Here are a few of our automotive guilty pleasures

Tue, Jun 23 2020

It goes without saying, but I'll say it anyway. The world is full of cars, and just about as many of them are bad as are good. It's pretty easy to pick which fall into each category after giving them a thorough walkaround and, more important, driving them. But every once in a while, an automobile straddles the line somehow between good and bad — it may be hideously overpriced and therefore a marketplace failure, it may be stupid quick in a straight line but handles like a drunken noodle, or it may have an interior that looks like it was made of a mess of injection-molded Legos. Heck, maybe all three. Yet there's something special about some bad cars that actually makes them likable. The idea for this list came to me while I was browsing classified ads for cars within a few hundred miles of my house. I ran across a few oddballs and shared them with the rest of the team in our online chat room. It turns out several of us have a few automotive guilty pleasures that we're willing to admit to. We'll call a few of 'em out here. Feel free to share some of your own in the comments below. Dodge Neon SRT4 and Caliber SRT4: The Neon was a passably good and plucky little city car when it debuted for the 1995 model year. The Caliber, which replaced the aging Neon and sought to replace its friendly marketing campaign with something more sinister, was panned from the very outset for its cheap interior furnishings, but at least offered some decent utility with its hatchback shape. What the two little front-wheel-drive Dodge models have in common are their rip-roarin' SRT variants, each powered by turbocharged 2.4-liter four-cylinder engines.
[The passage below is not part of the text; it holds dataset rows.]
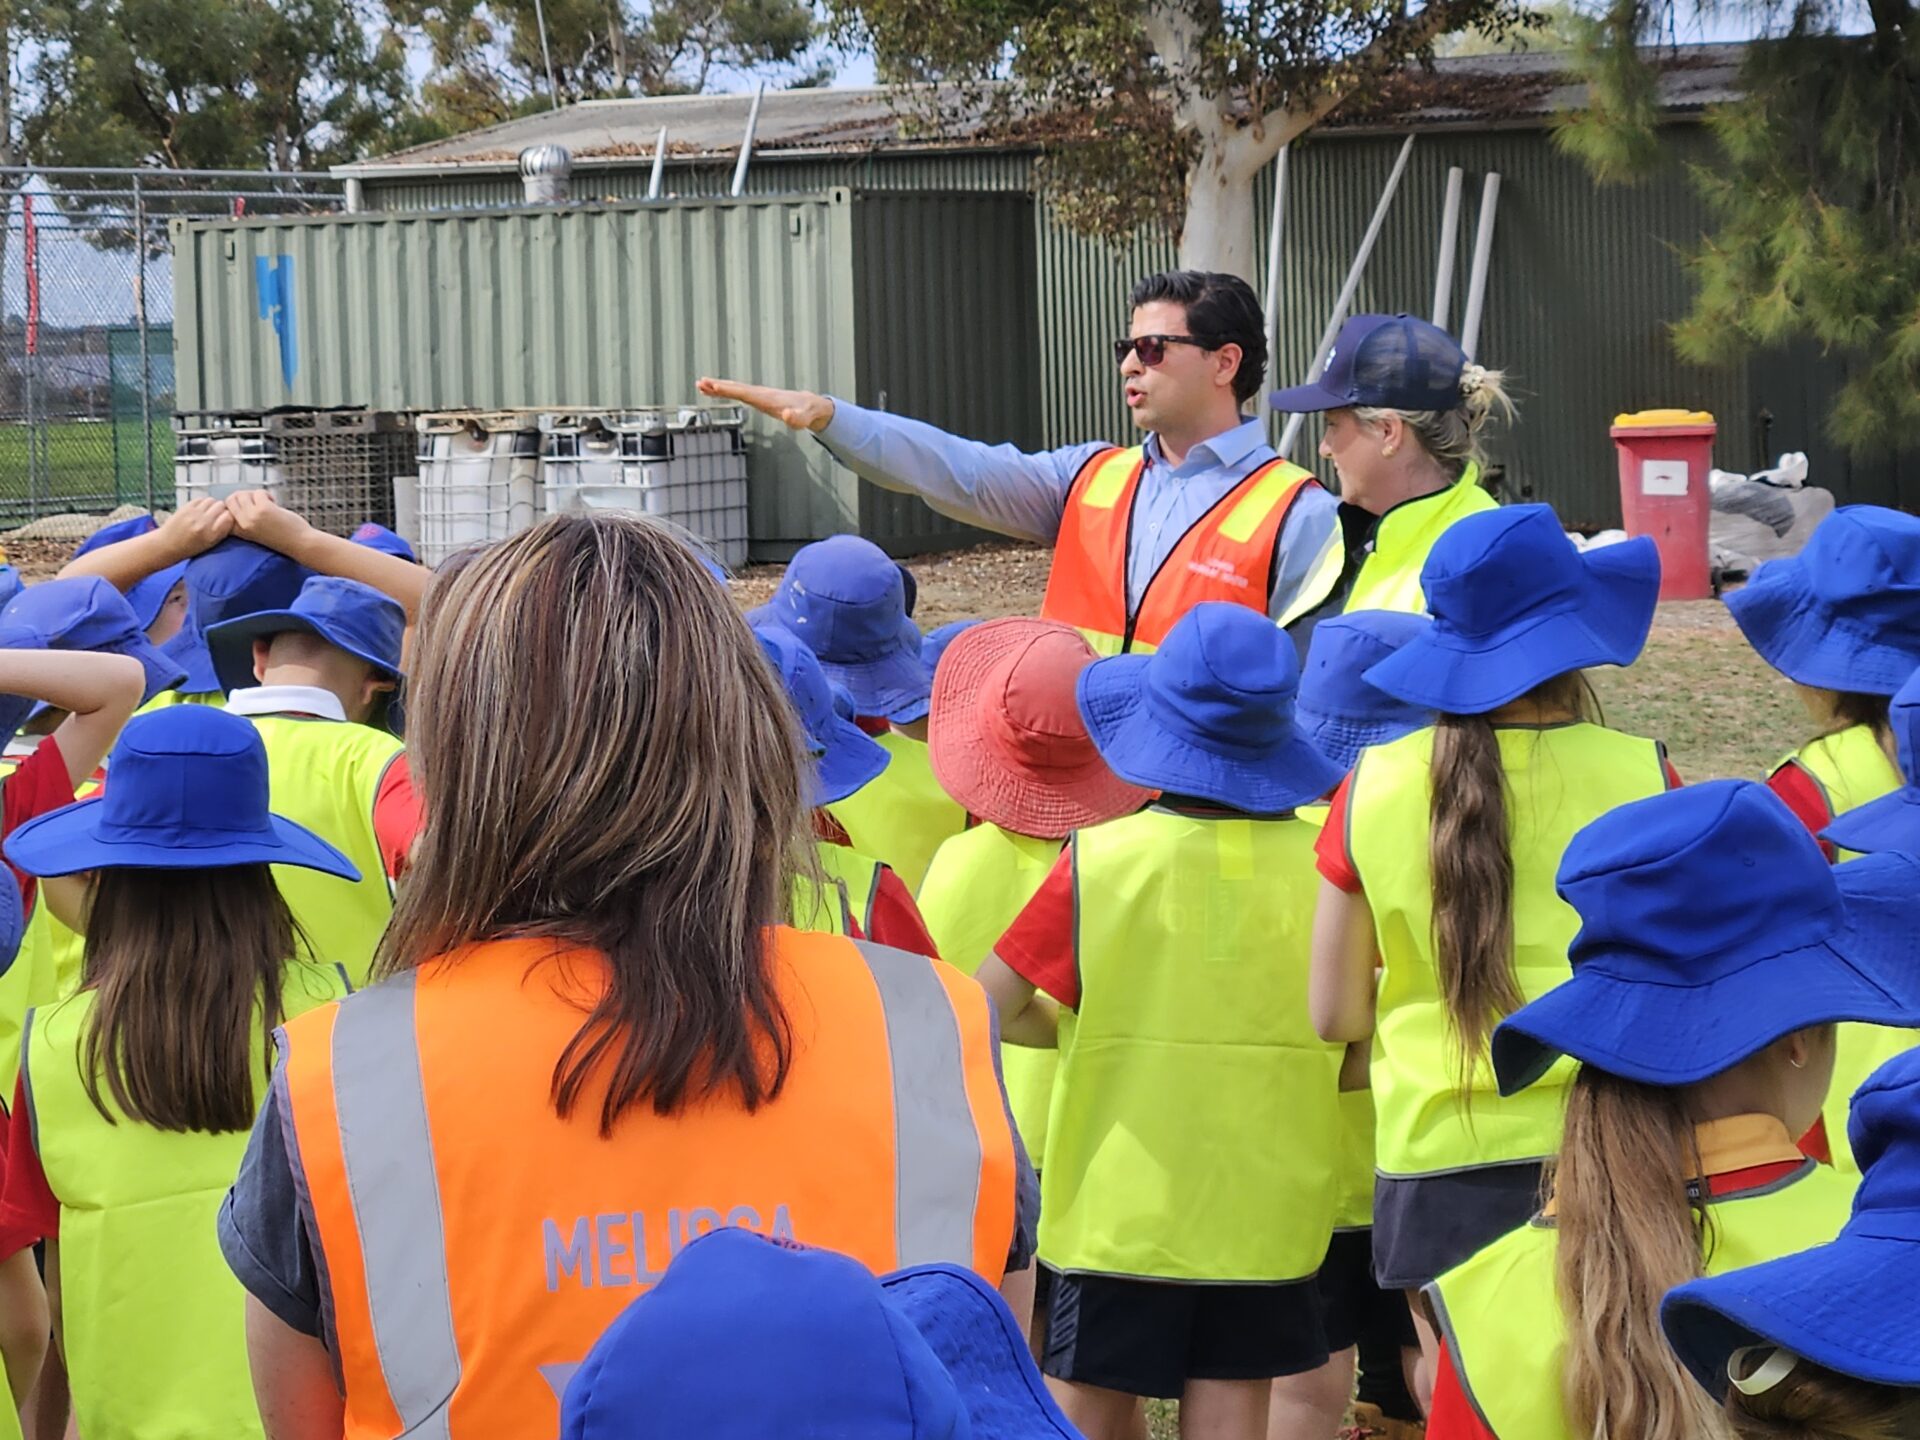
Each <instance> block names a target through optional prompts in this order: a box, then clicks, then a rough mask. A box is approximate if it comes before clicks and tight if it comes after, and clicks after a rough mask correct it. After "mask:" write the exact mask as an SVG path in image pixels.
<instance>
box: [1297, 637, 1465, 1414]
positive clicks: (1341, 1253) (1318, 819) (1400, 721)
mask: <svg viewBox="0 0 1920 1440" xmlns="http://www.w3.org/2000/svg"><path fill="white" fill-rule="evenodd" d="M1427 626H1428V620H1427V616H1425V614H1409V612H1405V611H1348V612H1346V614H1336V616H1332V618H1331V620H1321V622H1319V624H1317V626H1313V639H1311V641H1309V643H1308V659H1306V662H1304V664H1302V666H1300V705H1298V708H1296V710H1294V720H1296V724H1298V726H1300V730H1302V733H1306V737H1308V739H1311V741H1313V745H1315V749H1319V753H1321V755H1325V756H1327V758H1329V760H1332V762H1334V764H1336V766H1340V768H1342V770H1352V768H1354V766H1356V764H1357V762H1359V755H1361V751H1365V749H1367V747H1371V745H1386V743H1388V741H1394V739H1400V737H1402V735H1409V733H1413V732H1415V730H1421V728H1423V726H1428V724H1432V714H1430V712H1428V710H1427V708H1425V707H1419V705H1407V703H1405V701H1396V699H1394V697H1392V695H1386V693H1384V691H1379V689H1375V687H1373V685H1369V684H1367V680H1365V672H1367V670H1369V668H1373V666H1375V664H1379V662H1380V660H1384V659H1386V657H1388V655H1392V653H1394V651H1398V649H1400V647H1402V645H1405V643H1407V641H1409V639H1413V637H1415V636H1419V634H1423V632H1425V630H1427ZM1300 816H1302V820H1308V822H1311V824H1325V818H1327V806H1323V804H1313V806H1306V808H1304V810H1302V812H1300ZM1369 1050H1371V1046H1367V1044H1354V1046H1348V1056H1346V1062H1344V1068H1342V1075H1340V1081H1342V1083H1340V1119H1342V1135H1344V1139H1346V1165H1344V1169H1342V1188H1340V1194H1342V1198H1340V1208H1338V1210H1336V1212H1334V1231H1332V1246H1331V1248H1329V1250H1327V1263H1325V1265H1321V1273H1319V1286H1321V1298H1323V1300H1325V1302H1327V1344H1329V1348H1331V1350H1332V1359H1331V1361H1327V1369H1325V1371H1321V1373H1319V1375H1315V1377H1290V1379H1286V1380H1277V1382H1275V1386H1273V1425H1271V1427H1269V1428H1271V1434H1273V1440H1296V1436H1298V1427H1288V1425H1286V1419H1288V1417H1290V1415H1292V1407H1294V1405H1296V1404H1309V1405H1313V1407H1327V1405H1331V1404H1334V1402H1344V1400H1346V1398H1348V1396H1352V1398H1354V1423H1356V1427H1357V1428H1359V1430H1361V1432H1363V1434H1367V1432H1371V1434H1377V1436H1380V1440H1402V1438H1404V1436H1415V1434H1419V1427H1421V1407H1419V1402H1415V1400H1413V1377H1415V1367H1417V1363H1419V1356H1421V1350H1419V1332H1417V1331H1415V1329H1413V1311H1411V1309H1409V1308H1407V1300H1405V1296H1404V1294H1400V1292H1398V1290H1382V1288H1380V1286H1379V1284H1375V1281H1373V1091H1371V1089H1367V1062H1369ZM1356 1373H1357V1384H1356ZM1302 1398H1304V1400H1302ZM1300 1440H1304V1436H1302V1438H1300Z"/></svg>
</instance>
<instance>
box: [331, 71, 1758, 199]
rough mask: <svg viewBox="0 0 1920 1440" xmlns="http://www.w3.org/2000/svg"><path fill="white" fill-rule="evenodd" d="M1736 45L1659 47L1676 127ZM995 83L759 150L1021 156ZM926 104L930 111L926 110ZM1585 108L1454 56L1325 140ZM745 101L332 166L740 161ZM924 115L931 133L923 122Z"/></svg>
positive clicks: (1367, 103) (797, 108)
mask: <svg viewBox="0 0 1920 1440" xmlns="http://www.w3.org/2000/svg"><path fill="white" fill-rule="evenodd" d="M1741 50H1743V48H1741V46H1738V44H1701V46H1676V48H1668V50H1661V52H1659V54H1657V56H1655V58H1653V63H1655V67H1657V75H1659V102H1661V108H1663V109H1665V111H1667V113H1670V115H1674V117H1684V115H1690V113H1699V111H1701V109H1703V108H1707V106H1713V104H1718V102H1724V100H1732V98H1736V94H1738V71H1740V60H1741ZM1000 94H1004V92H1002V90H998V88H996V86H987V88H985V90H983V92H973V94H968V92H962V90H960V88H954V86H937V88H933V86H912V88H906V86H847V88H831V86H829V88H814V90H770V92H768V94H766V98H764V102H762V106H760V119H758V125H756V131H755V154H768V156H778V154H787V156H803V154H808V156H816V154H843V152H868V150H895V152H902V150H954V148H970V150H979V148H983V146H987V148H1002V150H1027V148H1033V140H1031V138H1027V136H1021V134H1018V132H1010V131H1008V129H1006V127H1004V121H1002V119H1000V117H996V115H995V113H993V106H991V100H995V98H998V96H1000ZM929 102H931V104H929ZM1584 102H1586V84H1584V83H1582V81H1580V79H1578V75H1574V73H1572V61H1571V58H1569V56H1567V54H1561V52H1530V54H1492V56H1459V58H1442V60H1434V61H1432V65H1419V67H1409V69H1405V71H1402V73H1400V75H1398V77H1394V79H1390V81H1388V83H1386V84H1382V86H1379V88H1375V90H1373V92H1369V94H1367V96H1357V98H1354V100H1348V102H1346V106H1342V108H1340V109H1338V111H1334V115H1332V117H1331V119H1329V121H1327V129H1334V131H1363V129H1365V131H1373V129H1396V131H1398V129H1413V127H1419V129H1438V127H1465V129H1484V127H1496V125H1498V127H1507V125H1540V123H1544V121H1546V119H1548V117H1551V115H1555V113H1559V111H1567V109H1574V108H1578V106H1582V104H1584ZM751 104H753V96H749V94H701V96H655V98H643V100H582V102H578V104H572V106H564V108H561V109H553V111H545V113H538V115H524V117H520V119H511V121H503V123H499V125H488V127H486V129H480V131H470V132H467V134H457V136H451V138H447V140H432V142H428V144H422V146H413V148H411V150H399V152H394V154H390V156H378V157H374V159H365V161H355V163H351V165H338V167H334V169H336V173H338V175H344V177H380V175H413V177H417V175H420V173H422V171H442V173H444V171H501V169H513V167H515V165H516V163H518V154H520V152H522V150H526V148H528V146H538V144H559V146H566V150H568V152H570V154H572V157H574V163H588V165H618V163H622V161H626V163H634V161H641V159H643V157H649V156H651V154H653V146H655V136H657V134H659V132H660V129H666V138H668V154H670V156H672V157H674V159H708V157H710V159H722V157H730V156H735V154H739V140H741V134H743V132H745V129H747V109H749V108H751ZM929 113H931V115H937V117H939V119H937V123H929V119H927V117H929Z"/></svg>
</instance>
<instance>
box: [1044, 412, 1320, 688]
mask: <svg viewBox="0 0 1920 1440" xmlns="http://www.w3.org/2000/svg"><path fill="white" fill-rule="evenodd" d="M1144 472H1146V451H1144V449H1140V447H1139V445H1135V447H1133V449H1106V451H1100V453H1098V455H1094V457H1092V459H1091V461H1087V465H1083V467H1081V472H1079V474H1077V476H1073V486H1071V488H1069V490H1068V505H1066V513H1064V515H1062V516H1060V538H1058V540H1054V564H1052V570H1050V572H1048V576H1046V599H1043V601H1041V616H1043V618H1046V620H1060V622H1064V624H1069V626H1073V628H1075V630H1079V632H1081V634H1083V636H1085V637H1087V643H1089V645H1092V647H1094V651H1098V653H1100V655H1119V653H1123V651H1150V649H1156V647H1158V645H1160V643H1162V641H1164V639H1165V637H1167V632H1169V630H1171V628H1173V626H1175V624H1177V622H1179V618H1181V616H1183V614H1187V611H1190V609H1192V607H1194V605H1198V603H1200V601H1231V603H1235V605H1246V607H1248V609H1254V611H1260V612H1261V614H1265V611H1267V597H1269V593H1271V591H1273V549H1275V545H1277V543H1279V538H1281V526H1283V524H1286V513H1288V511H1290V509H1292V505H1294V497H1296V495H1298V493H1300V490H1302V488H1304V486H1309V484H1317V482H1315V480H1313V476H1311V474H1309V472H1308V470H1302V468H1300V467H1298V465H1292V463H1288V461H1279V459H1275V461H1267V463H1265V465H1261V467H1260V468H1258V470H1254V472H1252V474H1250V476H1246V480H1242V482H1240V484H1236V486H1235V488H1233V490H1229V492H1227V493H1225V495H1221V499H1219V501H1215V505H1213V507H1212V509H1210V511H1208V513H1206V515H1202V516H1200V518H1198V520H1194V524H1192V526H1190V528H1188V530H1187V534H1185V536H1181V538H1179V543H1175V545H1173V549H1171V551H1169V553H1167V559H1165V561H1164V563H1162V564H1160V568H1158V570H1156V572H1154V578H1152V580H1150V582H1148V584H1146V591H1144V593H1142V595H1140V607H1139V611H1135V612H1129V611H1127V538H1129V534H1131V530H1133V503H1135V499H1137V495H1139V490H1140V476H1142V474H1144Z"/></svg>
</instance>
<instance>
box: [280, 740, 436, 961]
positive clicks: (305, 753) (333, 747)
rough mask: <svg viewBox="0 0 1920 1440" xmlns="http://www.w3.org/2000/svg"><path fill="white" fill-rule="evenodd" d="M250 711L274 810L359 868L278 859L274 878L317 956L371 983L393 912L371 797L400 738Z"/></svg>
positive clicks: (398, 742) (375, 790) (307, 939)
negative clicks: (378, 946) (382, 935)
mask: <svg viewBox="0 0 1920 1440" xmlns="http://www.w3.org/2000/svg"><path fill="white" fill-rule="evenodd" d="M248 718H250V720H252V722H253V728H255V730H259V737H261V741H265V745H267V780H269V787H271V801H273V812H275V814H280V816H286V818H288V820H294V822H298V824H301V826H305V828H307V829H311V831H313V833H315V835H319V837H321V839H323V841H326V843H328V845H332V847H334V849H338V851H342V852H344V854H346V856H348V858H349V860H351V862H353V864H355V866H359V872H361V877H359V879H357V881H353V879H340V877H336V876H323V874H321V872H319V870H300V868H298V866H275V868H273V879H275V883H276V885H278V887H280V895H284V897H286V908H288V910H292V912H294V920H296V922H300V929H301V933H303V935H305V937H307V945H309V947H311V950H309V952H311V954H313V958H317V960H324V962H328V964H338V966H346V972H348V977H349V979H351V981H353V983H355V985H365V983H367V975H369V972H371V970H372V952H374V947H378V943H380V935H382V933H384V931H386V922H388V920H390V918H392V914H394V889H392V887H390V885H388V881H386V860H384V856H382V854H380V841H378V837H376V835H374V829H372V804H374V799H376V797H378V793H380V778H382V776H386V770H388V766H390V764H394V760H396V758H397V756H399V751H401V743H399V737H397V735H390V733H388V732H384V730H374V728H372V726H355V724H348V722H340V720H305V718H294V716H276V714H261V716H248Z"/></svg>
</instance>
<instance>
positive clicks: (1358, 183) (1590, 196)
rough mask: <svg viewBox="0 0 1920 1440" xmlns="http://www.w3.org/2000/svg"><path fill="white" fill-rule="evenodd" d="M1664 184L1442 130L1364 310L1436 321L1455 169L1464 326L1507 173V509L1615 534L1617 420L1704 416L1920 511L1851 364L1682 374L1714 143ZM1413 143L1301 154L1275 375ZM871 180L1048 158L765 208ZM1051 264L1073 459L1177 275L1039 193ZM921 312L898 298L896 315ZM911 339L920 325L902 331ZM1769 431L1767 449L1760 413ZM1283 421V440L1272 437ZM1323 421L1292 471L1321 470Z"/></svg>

Known for their propensity to light up their front tires under hard acceleration, the duo were legitimately quick and fun to drive with a fantastic turbo whoosh that called to mind the early days of turbo technology. — Consumer Editor Jeremy Korzeniewski  Chevrolet HHR SS: Chevy's HHR SS came out early in my automotive journalism career, and I have fond memories of the press launch (and having dinner with Bob Lutz) that included plenty of tire-smoking hard launches and demonstrations of the manual transmission's no-lift shift feature. The 260-horsepower turbocharged four-cylinder was and still is a spunky little engine that makes the retro-inspired HHR a fun little hot rod that works quite well as a fun little daily driver.